Speak — a "Listening…" chip shows the live transcript as you talk.
Committed text is typed into the input automatically. Click the mic again to stop.

The desktop app uses your system microphone directly (the OS will ask for permission the first time). Same realtime engine, same zero-credit billing as the terminal.

How it works (terminal)

Focus the prompt in the TUI.
Press and hold Ctrl+Y. The prompt switches to a listening state and recording begins immediately.
Speak your message. Partial transcripts stream in live so you can see what the model is hearing.
Release Ctrl+Y when you are done. The final transcript is appended to the prompt buffer; press enter to send.

Why Ctrl+Y?

It is a dedicated shortcut, so normal typing (including spaces) is never affected.
It is easy to hold with one hand while you think, and easy to release the instant you are done speaking.
It works consistently across macOS, Linux, and Windows terminals.
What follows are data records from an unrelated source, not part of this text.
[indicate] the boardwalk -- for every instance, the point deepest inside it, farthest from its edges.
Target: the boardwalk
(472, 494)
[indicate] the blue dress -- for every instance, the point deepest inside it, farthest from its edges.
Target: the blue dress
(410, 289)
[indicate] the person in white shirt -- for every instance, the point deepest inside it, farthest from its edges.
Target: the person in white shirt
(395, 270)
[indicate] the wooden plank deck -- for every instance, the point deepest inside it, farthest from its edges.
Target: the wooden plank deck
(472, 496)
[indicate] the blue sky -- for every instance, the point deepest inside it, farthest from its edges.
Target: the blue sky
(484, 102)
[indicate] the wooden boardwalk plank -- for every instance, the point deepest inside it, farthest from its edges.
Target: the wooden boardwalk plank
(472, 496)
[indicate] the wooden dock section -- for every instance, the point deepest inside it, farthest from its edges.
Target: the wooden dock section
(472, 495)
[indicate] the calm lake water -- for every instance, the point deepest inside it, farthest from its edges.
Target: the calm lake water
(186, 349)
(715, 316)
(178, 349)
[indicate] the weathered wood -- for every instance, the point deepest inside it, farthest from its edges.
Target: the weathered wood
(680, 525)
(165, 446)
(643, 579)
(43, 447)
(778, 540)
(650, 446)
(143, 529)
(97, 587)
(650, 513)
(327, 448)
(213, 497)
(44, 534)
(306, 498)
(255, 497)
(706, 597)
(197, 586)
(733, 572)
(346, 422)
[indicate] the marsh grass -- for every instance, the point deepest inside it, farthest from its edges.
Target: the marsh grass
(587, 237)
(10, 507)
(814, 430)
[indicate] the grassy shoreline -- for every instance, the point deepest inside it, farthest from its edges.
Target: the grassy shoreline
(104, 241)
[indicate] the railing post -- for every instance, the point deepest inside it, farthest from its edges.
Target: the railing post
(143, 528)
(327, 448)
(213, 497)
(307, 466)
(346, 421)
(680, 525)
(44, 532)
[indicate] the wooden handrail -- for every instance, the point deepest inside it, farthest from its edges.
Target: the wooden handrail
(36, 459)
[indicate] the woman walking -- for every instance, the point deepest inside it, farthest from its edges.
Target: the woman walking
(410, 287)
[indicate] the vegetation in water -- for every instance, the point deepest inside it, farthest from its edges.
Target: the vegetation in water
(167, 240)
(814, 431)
What happens under the hood

Audio is captured via the bundled FFmpeg binary (no separate install required). On macOS it uses avfoundation, on Linux pulse, on Windows dshow.
Raw PCM16 mono @ 16 kHz is streamed over a Socket.IO connection to api.kolbo.ai, which proxies to ElevenLabs Scribe v2 Realtime.
Partial and committed transcripts stream back in real time.
Cost: voice transcription from Kolbo Code is billed as source: "chat", which is free — zero credits deducted.

Requirements

A working microphone the OS can see.
You must be signed in (kolbo auth login) — the socket uses your Kolbo API key for authentication.
FFmpeg is bundled; no install needed. If the bundled binary is missing for any reason, Kolbo Code will fall back to system ffmpeg, then system sox on your PATH.

Troubleshooting

"Not logged in" → run kolbo auth login.
"No mic backend" → none of bundled FFmpeg, system FFmpeg, or sox could be resolved. Reinstall Kolbo Code so the bundled FFmpeg is restored.
Backend timeout → the CLI waited >5s for the server to acknowledge the session. Check your network and try again.
Permission denied on macOS → grant your terminal app microphone access in System Settings → Privacy & Security → Microphone.
Windows: no audio device found → Kolbo Code enumerates dshow audio devices automatically. If none are listed, plug in a mic or set a default recording device in Windows sound settings.

Debug logs for push-to-talk sessions are written to:

<data-dir>/log/push-to-talk.log

where <data-dir> is ~/.local/share/kolbo (Linux), ~/Library/Application Support/kolbo (macOS), or %LOCALAPPDATA%\kolbo (Windows).